I am brazilian, therefore I am addicted to coffee. OK, not all brazilians drink coffee, as not all US Americans play baseball. This does not change the fact that I feel miserable if I have to go out my home in the morning without drinking a large mug of the dark brew (which I drink without additions, including sugar).
I also travel a lot, occasionaly going to places in which coffee is decisively horrible. Recently a former student went through the same problem, and this reminded me of the period in which I lived in Germany.
Not that German coffee is that bad, at least there are places in the world in which coffee is even worse. The problem with German coffee is that if you drink it using a glass, you can see through! For me, this was something like an heresy.

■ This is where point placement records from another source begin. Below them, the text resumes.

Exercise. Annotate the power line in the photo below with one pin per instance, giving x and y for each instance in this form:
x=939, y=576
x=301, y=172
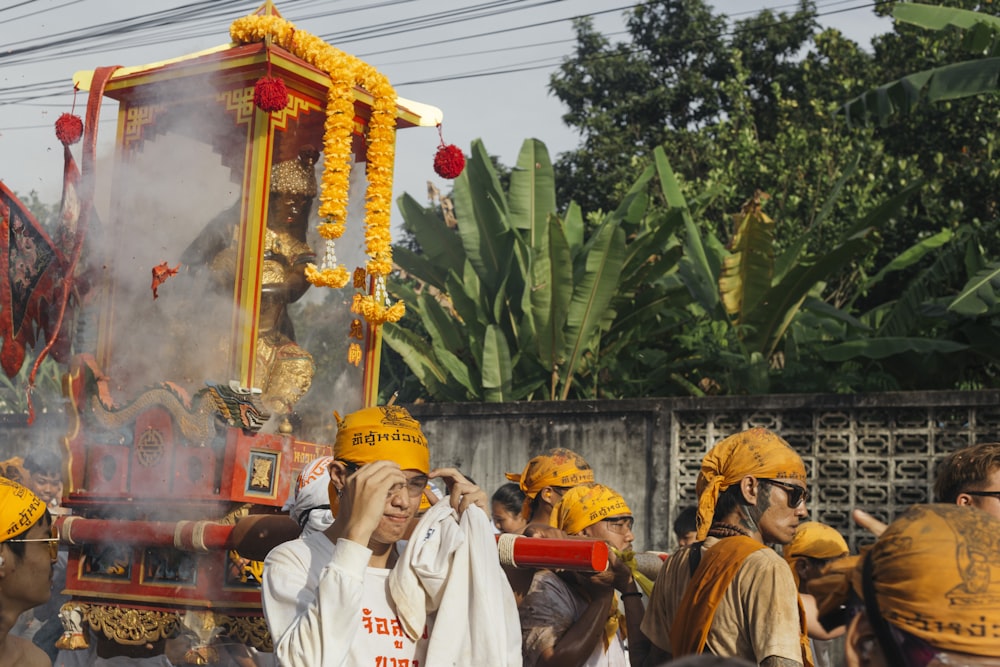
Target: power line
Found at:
x=498, y=71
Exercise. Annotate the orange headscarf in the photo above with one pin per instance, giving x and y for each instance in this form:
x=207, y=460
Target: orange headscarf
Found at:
x=583, y=506
x=383, y=433
x=20, y=509
x=814, y=540
x=936, y=575
x=756, y=452
x=559, y=467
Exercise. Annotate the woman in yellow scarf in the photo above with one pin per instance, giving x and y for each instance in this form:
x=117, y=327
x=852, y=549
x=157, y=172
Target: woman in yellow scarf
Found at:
x=575, y=618
x=27, y=551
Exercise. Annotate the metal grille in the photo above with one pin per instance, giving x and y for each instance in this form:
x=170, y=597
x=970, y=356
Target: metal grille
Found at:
x=878, y=459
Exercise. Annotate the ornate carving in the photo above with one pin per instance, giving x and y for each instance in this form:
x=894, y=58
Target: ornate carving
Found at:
x=130, y=627
x=240, y=102
x=136, y=119
x=295, y=104
x=249, y=630
x=197, y=425
x=149, y=447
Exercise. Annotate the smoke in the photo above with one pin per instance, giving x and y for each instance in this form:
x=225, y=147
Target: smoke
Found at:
x=176, y=196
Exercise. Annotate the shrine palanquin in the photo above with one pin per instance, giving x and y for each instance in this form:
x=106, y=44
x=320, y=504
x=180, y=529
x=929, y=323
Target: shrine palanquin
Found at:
x=166, y=454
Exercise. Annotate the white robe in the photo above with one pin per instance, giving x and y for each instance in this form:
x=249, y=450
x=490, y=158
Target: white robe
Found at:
x=451, y=570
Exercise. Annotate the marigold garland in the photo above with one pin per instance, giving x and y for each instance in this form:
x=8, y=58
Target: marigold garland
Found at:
x=346, y=71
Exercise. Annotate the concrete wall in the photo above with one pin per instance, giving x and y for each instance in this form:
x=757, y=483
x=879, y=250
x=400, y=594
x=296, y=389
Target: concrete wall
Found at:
x=875, y=451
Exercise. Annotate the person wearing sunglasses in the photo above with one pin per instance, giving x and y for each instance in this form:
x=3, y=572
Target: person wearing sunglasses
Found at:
x=331, y=598
x=925, y=594
x=27, y=551
x=971, y=477
x=575, y=618
x=728, y=594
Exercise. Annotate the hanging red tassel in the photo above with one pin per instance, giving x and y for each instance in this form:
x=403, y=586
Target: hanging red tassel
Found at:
x=270, y=94
x=449, y=161
x=69, y=129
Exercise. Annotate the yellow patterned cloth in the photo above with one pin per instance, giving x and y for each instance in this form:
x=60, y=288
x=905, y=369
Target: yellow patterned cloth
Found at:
x=583, y=506
x=758, y=452
x=560, y=467
x=814, y=540
x=20, y=509
x=936, y=573
x=383, y=433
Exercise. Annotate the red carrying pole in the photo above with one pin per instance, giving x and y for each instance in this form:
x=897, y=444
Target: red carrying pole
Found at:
x=557, y=554
x=183, y=535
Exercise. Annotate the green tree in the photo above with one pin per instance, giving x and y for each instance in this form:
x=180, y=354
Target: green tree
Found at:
x=514, y=298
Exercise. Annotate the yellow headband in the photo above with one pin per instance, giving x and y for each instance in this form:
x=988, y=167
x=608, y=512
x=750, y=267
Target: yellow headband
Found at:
x=20, y=509
x=560, y=467
x=583, y=506
x=814, y=540
x=935, y=574
x=756, y=452
x=383, y=433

Being myself a scientist, I decided to make experiments. Soon I discovered that the amount of powder didn’t matter. Neither did the roasting level. I tried powders of various provenances, but this didn’t help either.
Then, one day, I was buying coffee powder at a specialized shop called Tschibo (I had already partially solved my problem, noticing that freshly ground coffee produced better results) when the vendor asked me wether I wanted my powder fein gemahlen (finely ground) or grob gemahlen (coarsely ground). I asked her what was the difference and she explained to me that the finely ground particles were designed for expresso machines and that if I used it with normal filter, I would get particles going through.

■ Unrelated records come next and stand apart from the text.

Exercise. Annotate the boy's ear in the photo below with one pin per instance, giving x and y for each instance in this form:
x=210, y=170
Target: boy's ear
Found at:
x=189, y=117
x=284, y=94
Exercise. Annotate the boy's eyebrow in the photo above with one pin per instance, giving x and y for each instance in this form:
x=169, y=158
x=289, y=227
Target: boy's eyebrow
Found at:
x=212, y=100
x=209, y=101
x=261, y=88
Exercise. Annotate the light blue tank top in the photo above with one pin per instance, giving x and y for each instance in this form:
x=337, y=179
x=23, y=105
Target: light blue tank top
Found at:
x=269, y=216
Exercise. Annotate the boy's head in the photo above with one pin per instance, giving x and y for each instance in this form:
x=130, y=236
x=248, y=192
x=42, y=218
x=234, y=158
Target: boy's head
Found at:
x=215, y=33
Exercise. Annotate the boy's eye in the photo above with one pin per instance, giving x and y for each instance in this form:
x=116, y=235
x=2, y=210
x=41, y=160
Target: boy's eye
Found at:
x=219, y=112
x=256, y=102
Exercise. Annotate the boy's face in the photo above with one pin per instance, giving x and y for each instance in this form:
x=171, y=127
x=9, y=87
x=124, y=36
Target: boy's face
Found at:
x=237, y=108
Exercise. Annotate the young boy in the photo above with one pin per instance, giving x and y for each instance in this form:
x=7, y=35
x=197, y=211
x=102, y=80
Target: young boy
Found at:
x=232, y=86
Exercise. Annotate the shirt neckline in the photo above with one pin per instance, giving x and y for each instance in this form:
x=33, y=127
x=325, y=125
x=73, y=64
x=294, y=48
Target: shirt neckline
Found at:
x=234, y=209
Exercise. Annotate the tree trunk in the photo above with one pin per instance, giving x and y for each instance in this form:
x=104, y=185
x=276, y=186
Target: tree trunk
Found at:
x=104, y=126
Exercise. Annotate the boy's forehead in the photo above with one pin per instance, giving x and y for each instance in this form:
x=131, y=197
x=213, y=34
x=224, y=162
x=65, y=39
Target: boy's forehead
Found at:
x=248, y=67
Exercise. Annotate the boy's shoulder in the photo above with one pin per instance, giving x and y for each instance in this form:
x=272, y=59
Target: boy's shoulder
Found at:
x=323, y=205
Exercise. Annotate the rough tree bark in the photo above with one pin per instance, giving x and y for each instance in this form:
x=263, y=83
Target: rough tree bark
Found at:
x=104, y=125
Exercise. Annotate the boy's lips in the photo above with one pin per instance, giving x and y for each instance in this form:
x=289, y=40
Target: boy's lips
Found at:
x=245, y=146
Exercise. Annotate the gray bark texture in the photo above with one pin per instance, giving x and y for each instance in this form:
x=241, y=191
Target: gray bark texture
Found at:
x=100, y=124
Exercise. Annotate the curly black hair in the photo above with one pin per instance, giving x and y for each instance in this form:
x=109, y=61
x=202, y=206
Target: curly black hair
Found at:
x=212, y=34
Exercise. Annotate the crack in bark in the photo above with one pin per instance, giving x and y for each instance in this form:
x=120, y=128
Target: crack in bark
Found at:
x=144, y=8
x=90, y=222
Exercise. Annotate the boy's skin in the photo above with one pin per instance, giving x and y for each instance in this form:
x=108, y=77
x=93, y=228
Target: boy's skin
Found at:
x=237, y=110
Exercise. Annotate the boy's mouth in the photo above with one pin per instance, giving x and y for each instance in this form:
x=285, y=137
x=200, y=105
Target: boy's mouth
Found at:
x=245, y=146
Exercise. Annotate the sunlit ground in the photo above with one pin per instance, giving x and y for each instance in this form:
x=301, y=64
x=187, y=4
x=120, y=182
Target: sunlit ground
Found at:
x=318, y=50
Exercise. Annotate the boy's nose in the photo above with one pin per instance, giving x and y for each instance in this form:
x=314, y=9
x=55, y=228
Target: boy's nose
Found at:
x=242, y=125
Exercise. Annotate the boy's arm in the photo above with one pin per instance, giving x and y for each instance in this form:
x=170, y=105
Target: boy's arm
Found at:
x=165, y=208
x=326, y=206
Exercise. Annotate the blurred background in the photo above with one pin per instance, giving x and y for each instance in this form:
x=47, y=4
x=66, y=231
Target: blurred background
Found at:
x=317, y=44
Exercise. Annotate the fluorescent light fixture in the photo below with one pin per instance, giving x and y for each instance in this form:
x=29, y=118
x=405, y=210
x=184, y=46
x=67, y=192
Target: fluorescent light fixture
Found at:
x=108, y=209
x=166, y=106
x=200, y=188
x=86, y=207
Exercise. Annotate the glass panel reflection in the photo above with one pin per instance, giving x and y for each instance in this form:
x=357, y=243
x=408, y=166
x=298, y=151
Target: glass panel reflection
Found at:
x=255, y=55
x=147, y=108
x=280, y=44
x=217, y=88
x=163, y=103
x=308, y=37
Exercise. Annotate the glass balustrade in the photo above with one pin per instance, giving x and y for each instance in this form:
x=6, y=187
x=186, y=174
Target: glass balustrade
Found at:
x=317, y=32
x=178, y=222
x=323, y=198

Imediately I realized the solution to my problem, I asked my powder finely ground and confirmed the next day that I was able to brew Brazilian quality coffee in Germany.
My explanation is the following: in Brazil the griding machines are old, the filters are bad, so many fine particles pass, giving the excellent taste we are used to. In Germany the machines are brand new, the filters are perfect, and hence, only liquid passes. Naturally, having solid particles in suspension the Brazilian coffee becomes opaque.
Of course, according to the scientific method, I would need to further test my hypothesis. I would need to perform a granulometric analysis of the different powders, or verify the solid residues left from evaporation. As my good friend, Eng. Alberto Imoto thaught me, however, in the case of performance-driven research you are entitled to stop the action once you get the desired effect.